Da ist sie, die Dame deines Herzens. Sie ist perfekt - bis auf die Tatsache, dass sie einen festen Freund hat. Und du fragst dich: "Was hat er, was ich nicht habe?" Dann verlässt er sie, und sie geht ins Kloster, will ihre ganze Liebe Gott widmen. Und wieder, etwas verhaltener jetzt: "Was hat er, was ich nicht habe? Solche und andere skurrile Probleme beschreibt der Klavier-Kabarett Bodo Wartke in seinem neuen Programm "Achillesverse".

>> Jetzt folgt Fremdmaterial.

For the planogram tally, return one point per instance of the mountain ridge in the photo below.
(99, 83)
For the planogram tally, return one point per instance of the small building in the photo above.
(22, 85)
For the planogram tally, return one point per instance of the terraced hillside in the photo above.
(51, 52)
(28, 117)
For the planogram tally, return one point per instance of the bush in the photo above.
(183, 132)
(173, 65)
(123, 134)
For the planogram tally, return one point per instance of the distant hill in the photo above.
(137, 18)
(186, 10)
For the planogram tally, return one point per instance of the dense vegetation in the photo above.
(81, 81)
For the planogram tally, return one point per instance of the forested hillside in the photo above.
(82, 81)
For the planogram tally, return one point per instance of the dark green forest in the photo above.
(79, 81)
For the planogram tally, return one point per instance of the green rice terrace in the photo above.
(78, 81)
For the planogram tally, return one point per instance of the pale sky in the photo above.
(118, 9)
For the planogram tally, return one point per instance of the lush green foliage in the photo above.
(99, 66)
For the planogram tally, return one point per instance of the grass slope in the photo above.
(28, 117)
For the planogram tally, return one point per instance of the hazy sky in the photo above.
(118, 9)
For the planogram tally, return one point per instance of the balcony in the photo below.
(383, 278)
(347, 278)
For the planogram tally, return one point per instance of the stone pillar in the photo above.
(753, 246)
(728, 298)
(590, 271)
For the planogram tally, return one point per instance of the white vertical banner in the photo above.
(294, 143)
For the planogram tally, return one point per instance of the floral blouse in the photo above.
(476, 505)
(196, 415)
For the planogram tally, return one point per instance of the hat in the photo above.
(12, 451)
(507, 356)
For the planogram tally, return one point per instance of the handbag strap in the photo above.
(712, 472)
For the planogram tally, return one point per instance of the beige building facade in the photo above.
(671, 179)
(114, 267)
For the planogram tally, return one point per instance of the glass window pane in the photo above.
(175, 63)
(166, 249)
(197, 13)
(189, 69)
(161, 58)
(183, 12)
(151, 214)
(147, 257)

Jetzt trat er damit im Lank-Latumer Forum Wasserturm auf. Mit teilweise von tief schwarzem Humor nur so triefenden Texten, verpackt in genial unpassend melodiösen Chansons, fesselte er das Publikum von der ersten bis zur letzten Minute. Virtuos reimend hangelte sich der 25-Jährige von Zeile zu Zeile, nicht umsonst bezeichnet er sein Schaffen als Dichtkunst in "REIMkultur".

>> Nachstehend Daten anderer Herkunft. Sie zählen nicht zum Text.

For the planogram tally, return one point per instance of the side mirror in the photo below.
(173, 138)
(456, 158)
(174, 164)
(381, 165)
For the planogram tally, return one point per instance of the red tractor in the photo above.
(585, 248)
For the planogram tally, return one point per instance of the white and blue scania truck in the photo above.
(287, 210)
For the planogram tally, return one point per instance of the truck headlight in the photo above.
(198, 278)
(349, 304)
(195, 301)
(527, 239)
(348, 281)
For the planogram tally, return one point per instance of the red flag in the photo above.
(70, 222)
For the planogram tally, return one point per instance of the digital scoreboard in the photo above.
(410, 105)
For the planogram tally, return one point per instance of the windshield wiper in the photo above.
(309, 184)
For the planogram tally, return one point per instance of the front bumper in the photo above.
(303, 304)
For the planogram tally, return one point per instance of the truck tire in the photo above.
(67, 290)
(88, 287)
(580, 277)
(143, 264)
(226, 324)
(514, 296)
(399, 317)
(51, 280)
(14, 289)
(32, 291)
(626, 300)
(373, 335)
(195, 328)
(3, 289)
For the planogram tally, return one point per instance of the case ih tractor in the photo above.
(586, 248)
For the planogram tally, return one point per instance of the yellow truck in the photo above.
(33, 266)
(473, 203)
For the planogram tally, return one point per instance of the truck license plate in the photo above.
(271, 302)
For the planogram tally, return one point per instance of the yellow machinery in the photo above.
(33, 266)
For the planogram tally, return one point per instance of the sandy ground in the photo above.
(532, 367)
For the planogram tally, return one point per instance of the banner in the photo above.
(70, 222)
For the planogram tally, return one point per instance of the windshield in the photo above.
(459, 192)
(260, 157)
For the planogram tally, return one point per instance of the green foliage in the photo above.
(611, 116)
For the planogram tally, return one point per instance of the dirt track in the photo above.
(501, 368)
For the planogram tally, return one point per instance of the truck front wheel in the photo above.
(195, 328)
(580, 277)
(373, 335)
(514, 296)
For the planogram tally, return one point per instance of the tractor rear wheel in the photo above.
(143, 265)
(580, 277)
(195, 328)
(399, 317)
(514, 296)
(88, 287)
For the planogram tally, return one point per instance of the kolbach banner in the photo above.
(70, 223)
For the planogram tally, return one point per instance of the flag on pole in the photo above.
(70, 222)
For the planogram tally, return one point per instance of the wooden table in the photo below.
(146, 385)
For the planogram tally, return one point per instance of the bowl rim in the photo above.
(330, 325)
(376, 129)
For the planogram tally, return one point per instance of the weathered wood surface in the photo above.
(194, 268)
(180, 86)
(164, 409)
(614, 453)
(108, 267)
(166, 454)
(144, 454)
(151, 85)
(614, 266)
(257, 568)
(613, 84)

Er ließ das Publikum mit dem Vampir leiden, der all seine Liebhaberinnen beißen muss und so seit Jahrhunderten keinen Sex mehr gehabt hat. Und auch, dass eine Axt nicht nur zum Abschaffen der lästigen Ehefrau, sondern auch zum Holzhacken dient, wusste der Besucher spätestens nach dem Programm.
Doch Wartke wurde auch persönlich: Von seiner Vergesslichkeit berichtete er gleich dreimal am Abend ("Ich bin so grässlich - vergesslich") sowie von seinen Problemen beim Schreiben neuer Lieder: "Ich schreibe gerne über das, was mir wirklich passiert. Aber leider reimt sich so vieles nicht."
Auch seiner Leidenschaft Zugfahren brachte der Wahl-Berliner eine herrlich ironische Lobhudelei dar: "Schön, dass es in unserer schnelllebigen Zeit noch so etwas wie die Deutsche Bahn gibt." Vor allen anderen Themen stand jedoch bei Wartke eins: die Liebe. "Das Schöne am Liebeslieder-Schreiben ist, dass, wenn die Liebe geht, die Lieder bleiben."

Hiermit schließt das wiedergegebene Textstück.